Onions usually mature from August to September, though shallots will do so somewhat earlier. At maturity, the leafy tops will naturally fall over at the necks, i.e., the juncture between the bulbs and tops. The bulbs should be harvested when at least half the tops have fallen. They should be eased out of the ground without being damaged. Once they are lifted, they then need to be dried, which should be done with the green tops still attached to the bulbs.

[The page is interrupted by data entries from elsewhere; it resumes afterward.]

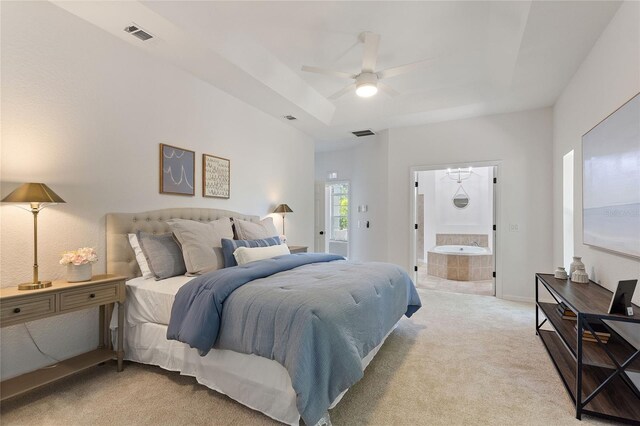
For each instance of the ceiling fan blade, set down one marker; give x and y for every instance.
(338, 74)
(370, 56)
(402, 69)
(342, 91)
(387, 89)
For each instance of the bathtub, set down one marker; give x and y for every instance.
(461, 250)
(460, 263)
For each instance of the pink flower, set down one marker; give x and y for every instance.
(81, 256)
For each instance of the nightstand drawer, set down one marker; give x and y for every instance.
(88, 296)
(23, 310)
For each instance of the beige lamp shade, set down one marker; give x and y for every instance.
(282, 209)
(37, 195)
(33, 193)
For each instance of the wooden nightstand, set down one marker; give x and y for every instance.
(20, 306)
(298, 249)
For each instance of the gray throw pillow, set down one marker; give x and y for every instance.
(163, 254)
(246, 230)
(201, 243)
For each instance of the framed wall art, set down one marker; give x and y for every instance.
(177, 170)
(611, 181)
(216, 176)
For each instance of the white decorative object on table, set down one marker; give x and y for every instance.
(577, 262)
(561, 273)
(79, 263)
(580, 275)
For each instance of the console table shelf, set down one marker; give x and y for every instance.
(586, 366)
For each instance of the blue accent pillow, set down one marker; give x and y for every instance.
(229, 246)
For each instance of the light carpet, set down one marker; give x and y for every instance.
(460, 360)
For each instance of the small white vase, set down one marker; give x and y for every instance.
(577, 262)
(580, 276)
(78, 273)
(560, 273)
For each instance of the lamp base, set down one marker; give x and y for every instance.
(34, 286)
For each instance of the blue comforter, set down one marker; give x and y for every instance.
(316, 315)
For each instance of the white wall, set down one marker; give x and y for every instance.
(84, 112)
(522, 142)
(442, 217)
(365, 167)
(608, 77)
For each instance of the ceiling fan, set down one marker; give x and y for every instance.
(367, 82)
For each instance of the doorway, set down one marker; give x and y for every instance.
(454, 239)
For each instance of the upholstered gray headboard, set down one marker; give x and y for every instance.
(120, 257)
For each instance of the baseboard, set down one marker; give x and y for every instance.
(518, 298)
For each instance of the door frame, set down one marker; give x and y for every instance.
(497, 214)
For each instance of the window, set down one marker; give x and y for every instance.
(339, 211)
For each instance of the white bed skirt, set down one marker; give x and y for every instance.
(256, 382)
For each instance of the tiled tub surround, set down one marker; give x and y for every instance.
(460, 267)
(462, 239)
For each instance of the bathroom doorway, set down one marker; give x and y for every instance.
(454, 211)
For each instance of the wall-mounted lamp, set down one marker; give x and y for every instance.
(283, 209)
(39, 196)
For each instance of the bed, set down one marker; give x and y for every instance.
(258, 382)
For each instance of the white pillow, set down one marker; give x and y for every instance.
(142, 261)
(246, 230)
(251, 254)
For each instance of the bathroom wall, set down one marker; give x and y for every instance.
(442, 217)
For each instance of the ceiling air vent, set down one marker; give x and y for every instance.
(361, 133)
(138, 32)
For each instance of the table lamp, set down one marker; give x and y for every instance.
(283, 209)
(38, 195)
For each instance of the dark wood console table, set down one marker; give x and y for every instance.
(596, 374)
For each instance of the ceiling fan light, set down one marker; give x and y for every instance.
(366, 90)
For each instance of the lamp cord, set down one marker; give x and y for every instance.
(38, 347)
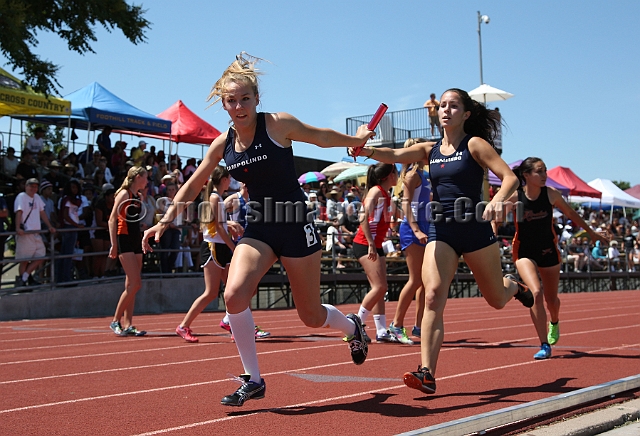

Drying must be done where it is both warm and dry. A perfect spot is inside a polytunnel or greenhouse, which provides extra warmth and protection from rain. To aid drying, keep the bulbs off the floor by laying them out either on a greenhouse bench, overturned box or wooden pallet. Make sure the temperature inside the structure doesn’t exceed 27ºC, otherwise the skin might split and reduce the chances of long-term storage. Weather permitting, the bulbs can also be dried outdoors, though they may have to be moved inside if the weather turns cool and wet.

Drying is complete when the leaves have lost their green colour and make a rustling sound when disturbed. By then, the neck will be well-sealed, and the leaves can be removed to make storing easier.

Almost invariably, a few plants develop thick necks and won’t die down like the others. To avoid disappointment, it is easier to use them straight from the garden rather than trying to dry them.

Once drying is complete, store the bulbs in a frost-free and preferably well-ventilated place such as a shed or garage. They can be held in plastic mushroom boxes stacked on top of each other, though they can also be packed into nets or, if the leaves are kept on, tied into plaits and suspended to allow  air circulate around them.

Stored bulbs come to an end when they start sprouting green leaves. Most onion varieties will keep until March or so, though Long Red Florence won’t last into the New Year, while Ailsa Craig will keep only until February. Shallots are at the top of the storage league table, staying in sound condition well into July.